Budapest, 4 agosto (MTI) 1 Due membri del gruppo di protesta degli attivisti punk Pussy Riot con sede a Mosca hanno risposto alle domande del pubblico durante una sessione tenutasi venerdì allo Sziget Festival di Budapest.

“Diventate pazzi se vivete costantemente nella paura, hanno detto all’evento i membri della” Nadezhda Tolokonnikova e Maria Alyokhina, note per la loro campagna contro il presidente russo Vladimir Putin.
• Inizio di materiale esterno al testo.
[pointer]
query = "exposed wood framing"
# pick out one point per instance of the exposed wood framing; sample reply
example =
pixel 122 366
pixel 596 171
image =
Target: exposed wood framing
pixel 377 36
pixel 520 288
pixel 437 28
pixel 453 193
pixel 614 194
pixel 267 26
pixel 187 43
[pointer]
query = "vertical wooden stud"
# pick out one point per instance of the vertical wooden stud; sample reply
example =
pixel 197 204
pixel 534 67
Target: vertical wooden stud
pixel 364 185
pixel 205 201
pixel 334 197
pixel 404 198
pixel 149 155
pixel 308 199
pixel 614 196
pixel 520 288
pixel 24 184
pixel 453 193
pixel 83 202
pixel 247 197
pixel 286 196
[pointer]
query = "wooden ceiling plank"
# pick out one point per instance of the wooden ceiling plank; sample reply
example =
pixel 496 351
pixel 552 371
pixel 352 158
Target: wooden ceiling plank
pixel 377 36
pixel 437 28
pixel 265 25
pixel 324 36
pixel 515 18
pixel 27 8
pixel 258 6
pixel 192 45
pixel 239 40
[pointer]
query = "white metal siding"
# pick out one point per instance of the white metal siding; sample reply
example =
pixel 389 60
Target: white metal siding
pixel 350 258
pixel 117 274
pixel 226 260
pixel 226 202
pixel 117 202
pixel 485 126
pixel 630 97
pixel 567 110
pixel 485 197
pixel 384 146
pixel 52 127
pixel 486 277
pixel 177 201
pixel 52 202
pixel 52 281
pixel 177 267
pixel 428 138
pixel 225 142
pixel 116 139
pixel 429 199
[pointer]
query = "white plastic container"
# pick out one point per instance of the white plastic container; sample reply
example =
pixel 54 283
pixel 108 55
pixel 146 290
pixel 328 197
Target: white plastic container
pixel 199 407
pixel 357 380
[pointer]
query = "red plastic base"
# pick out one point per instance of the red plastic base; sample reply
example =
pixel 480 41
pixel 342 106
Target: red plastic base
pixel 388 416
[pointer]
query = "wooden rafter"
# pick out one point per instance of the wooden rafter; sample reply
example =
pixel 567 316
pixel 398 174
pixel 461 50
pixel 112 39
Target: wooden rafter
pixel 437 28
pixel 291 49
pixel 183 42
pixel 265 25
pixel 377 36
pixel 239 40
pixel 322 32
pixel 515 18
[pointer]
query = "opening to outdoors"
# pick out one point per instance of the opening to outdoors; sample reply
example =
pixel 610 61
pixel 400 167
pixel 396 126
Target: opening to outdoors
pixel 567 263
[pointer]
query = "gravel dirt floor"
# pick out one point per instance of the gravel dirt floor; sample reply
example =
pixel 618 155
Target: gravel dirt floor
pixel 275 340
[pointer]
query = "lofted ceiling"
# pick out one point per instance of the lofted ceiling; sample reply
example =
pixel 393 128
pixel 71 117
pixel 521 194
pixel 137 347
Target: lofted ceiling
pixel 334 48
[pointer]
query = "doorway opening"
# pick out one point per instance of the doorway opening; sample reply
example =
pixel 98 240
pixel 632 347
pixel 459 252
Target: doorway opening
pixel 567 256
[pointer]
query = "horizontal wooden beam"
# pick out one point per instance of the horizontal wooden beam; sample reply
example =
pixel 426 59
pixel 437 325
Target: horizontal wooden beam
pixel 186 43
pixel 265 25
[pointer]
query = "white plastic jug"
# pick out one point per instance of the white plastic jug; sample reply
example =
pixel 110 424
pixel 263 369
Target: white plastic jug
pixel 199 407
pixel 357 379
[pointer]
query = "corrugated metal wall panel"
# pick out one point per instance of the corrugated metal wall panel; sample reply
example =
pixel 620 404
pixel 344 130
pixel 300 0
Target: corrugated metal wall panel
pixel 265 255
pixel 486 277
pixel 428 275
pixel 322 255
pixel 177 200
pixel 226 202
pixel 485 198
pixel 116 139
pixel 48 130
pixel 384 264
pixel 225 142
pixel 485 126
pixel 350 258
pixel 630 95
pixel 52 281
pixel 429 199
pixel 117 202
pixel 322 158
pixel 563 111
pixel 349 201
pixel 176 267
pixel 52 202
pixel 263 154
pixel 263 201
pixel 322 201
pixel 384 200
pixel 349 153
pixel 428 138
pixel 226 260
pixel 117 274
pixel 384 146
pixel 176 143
Hanno detto di aver combattuto con l’arte e di aver organizzato un’azione civile contro il regime di Putin.

“Oltre alla Russia è solo in Ungheria che ho incontrato persone che ancora pensavano che avessimo ballato nudi in una chiesa Non è così; anche le nostre teste erano mascherate, ha detto” Tolokonnikova, aggiungendo che non bisognava essere nudi per compiere un’azione politica radicale.
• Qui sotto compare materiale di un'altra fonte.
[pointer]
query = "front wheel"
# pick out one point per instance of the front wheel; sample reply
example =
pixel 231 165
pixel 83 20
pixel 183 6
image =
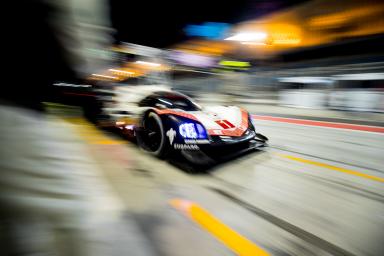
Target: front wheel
pixel 152 138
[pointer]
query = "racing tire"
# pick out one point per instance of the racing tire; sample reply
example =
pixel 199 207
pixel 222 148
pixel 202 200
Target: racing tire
pixel 152 138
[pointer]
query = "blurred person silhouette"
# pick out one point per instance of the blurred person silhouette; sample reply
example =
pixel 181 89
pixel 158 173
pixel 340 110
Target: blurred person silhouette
pixel 49 189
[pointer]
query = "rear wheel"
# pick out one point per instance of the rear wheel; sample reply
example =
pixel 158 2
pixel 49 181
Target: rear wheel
pixel 152 137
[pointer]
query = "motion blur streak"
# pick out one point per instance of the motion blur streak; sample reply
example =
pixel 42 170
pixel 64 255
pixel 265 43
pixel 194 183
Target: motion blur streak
pixel 332 167
pixel 236 242
pixel 322 124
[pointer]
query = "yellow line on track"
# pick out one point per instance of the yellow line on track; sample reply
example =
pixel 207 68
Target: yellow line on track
pixel 233 240
pixel 332 167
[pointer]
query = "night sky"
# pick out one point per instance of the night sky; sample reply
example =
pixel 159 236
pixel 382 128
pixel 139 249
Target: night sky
pixel 161 23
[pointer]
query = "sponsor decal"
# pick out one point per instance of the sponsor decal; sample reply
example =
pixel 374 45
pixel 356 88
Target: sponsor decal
pixel 225 124
pixel 185 146
pixel 217 132
pixel 171 135
pixel 196 141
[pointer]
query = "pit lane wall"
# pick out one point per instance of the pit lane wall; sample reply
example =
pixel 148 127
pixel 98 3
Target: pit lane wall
pixel 257 89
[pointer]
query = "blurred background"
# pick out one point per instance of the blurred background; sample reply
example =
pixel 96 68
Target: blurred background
pixel 310 72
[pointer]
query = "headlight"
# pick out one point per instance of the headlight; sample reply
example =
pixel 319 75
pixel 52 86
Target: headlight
pixel 253 123
pixel 192 131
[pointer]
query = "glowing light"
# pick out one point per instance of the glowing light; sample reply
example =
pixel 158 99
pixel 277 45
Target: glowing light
pixel 104 76
pixel 129 127
pixel 148 63
pixel 253 43
pixel 248 37
pixel 232 63
pixel 192 131
pixel 121 71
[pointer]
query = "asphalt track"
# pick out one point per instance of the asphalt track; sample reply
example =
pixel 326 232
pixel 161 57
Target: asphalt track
pixel 318 189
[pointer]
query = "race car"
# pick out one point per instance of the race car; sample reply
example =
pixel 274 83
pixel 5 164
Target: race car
pixel 164 121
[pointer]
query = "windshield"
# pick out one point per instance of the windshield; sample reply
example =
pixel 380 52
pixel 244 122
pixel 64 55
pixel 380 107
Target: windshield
pixel 177 101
Tolokonnikova ha detto di aver intrapreso la carriera di giornalista quando era studentessa, ma a causa della pesante censura nei media ha scelto invece l’arte.

Pyotr Verzilov, artista e attivista russo-canadese sposato con Tolokonnikova, ha detto che il gruppo ha deciso di intraprendere la strada dell’attivismo politico poiché in Russia non esistono media indipendenti e l’opposizione non è ben organizzata.
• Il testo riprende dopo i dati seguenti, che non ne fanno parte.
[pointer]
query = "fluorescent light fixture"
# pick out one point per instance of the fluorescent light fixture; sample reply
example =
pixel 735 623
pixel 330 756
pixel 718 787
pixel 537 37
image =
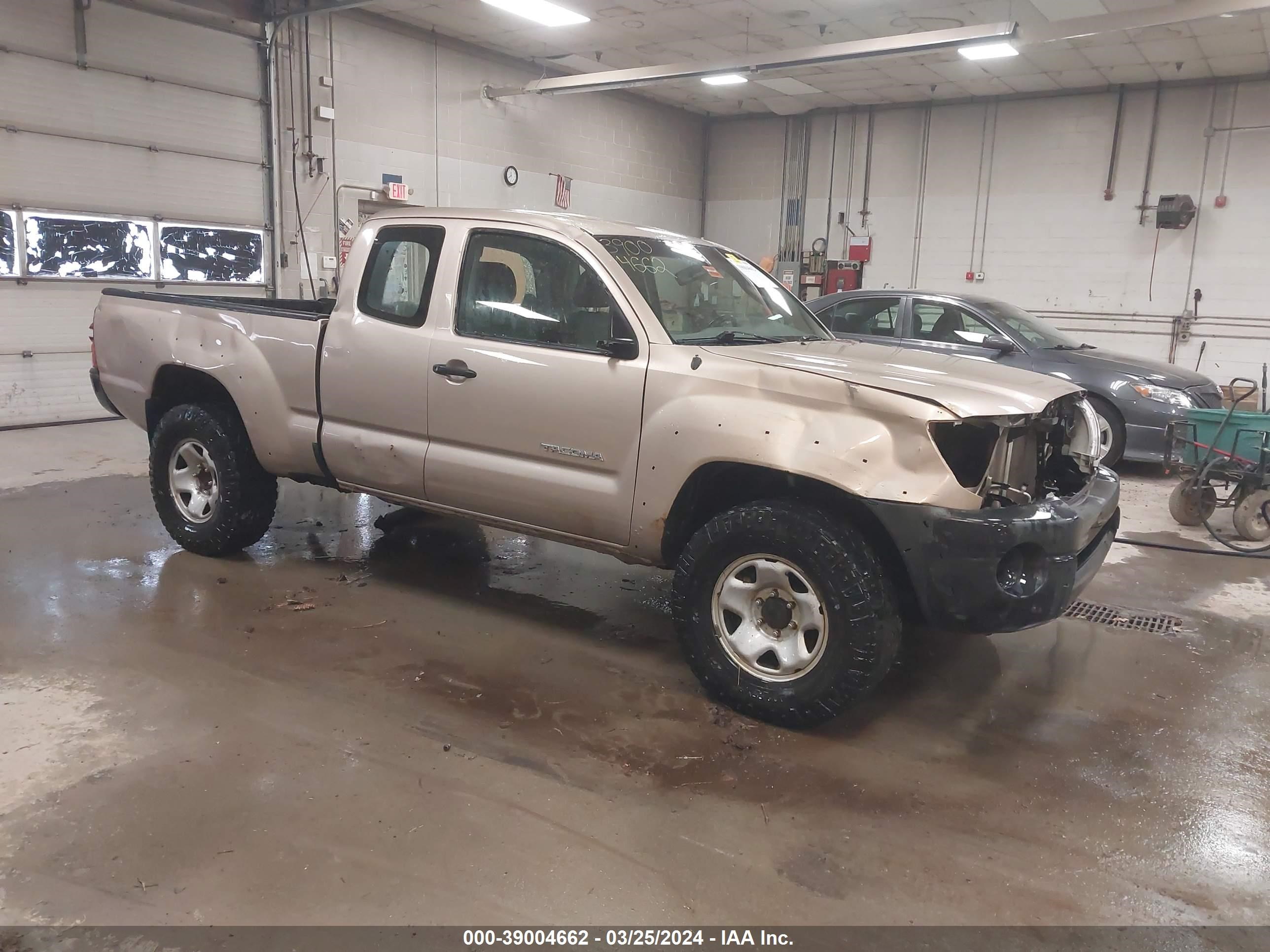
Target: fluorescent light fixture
pixel 540 12
pixel 789 87
pixel 982 51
“Nell’Europa occidentale questo è difficile da cogliere, ma forse gli ungheresi capiscono meglio, perché il governo di Viktor Orban assomiglia molto alla Russia di Putin, ha detto”.

Alyokhina ha detto che il regime di Putin è molto conservatore e la Chiesa ortodossa russa ritiene che il ruolo delle donne sia quello di partorire in modo da aumentare la popolazione Ma la rete di sicurezza sociale per aiutare a crescere i figli non c’è, l’assegno mensile per la cura dei figli è di 50 dollari USA, ha detto.

Tolokonnikova ha detto che il loro rilascio dal carcere è stato semplicemente “a PR move” e ha negato le accuse secondo cui le esibizioni del gruppo sarebbero state effettuate sotto l’influenza di alcol e droghe. Ha detto che si trattava di “propaganda” e che rimanere puliti era una parte importante del loro atto.

Alla richiesta di commentare la situazione della Crimea, Tolokonnikova ha detto di condannare la presenza della Russia in Ucraina e che la Crimea dovrebbe far parte dell’Ucraina.

Commentando una domanda sulle sue ambizioni politiche, Tolokonnikova ha detto che il cambiamento politico deve essere preceduto da un cambiamento culturale che “muove la gente”. Ha aggiunto che il suo curriculum carcerario significa anche che non può candidarsi per 10 anni.

Il duo ha proposto l’evento Sziget dopo che una domanda e risposta al festival di Glastonbury quest’estate è stata un successo. Nadya e Masha hanno detto che avrebbero dato i loro guadagni in beneficenza.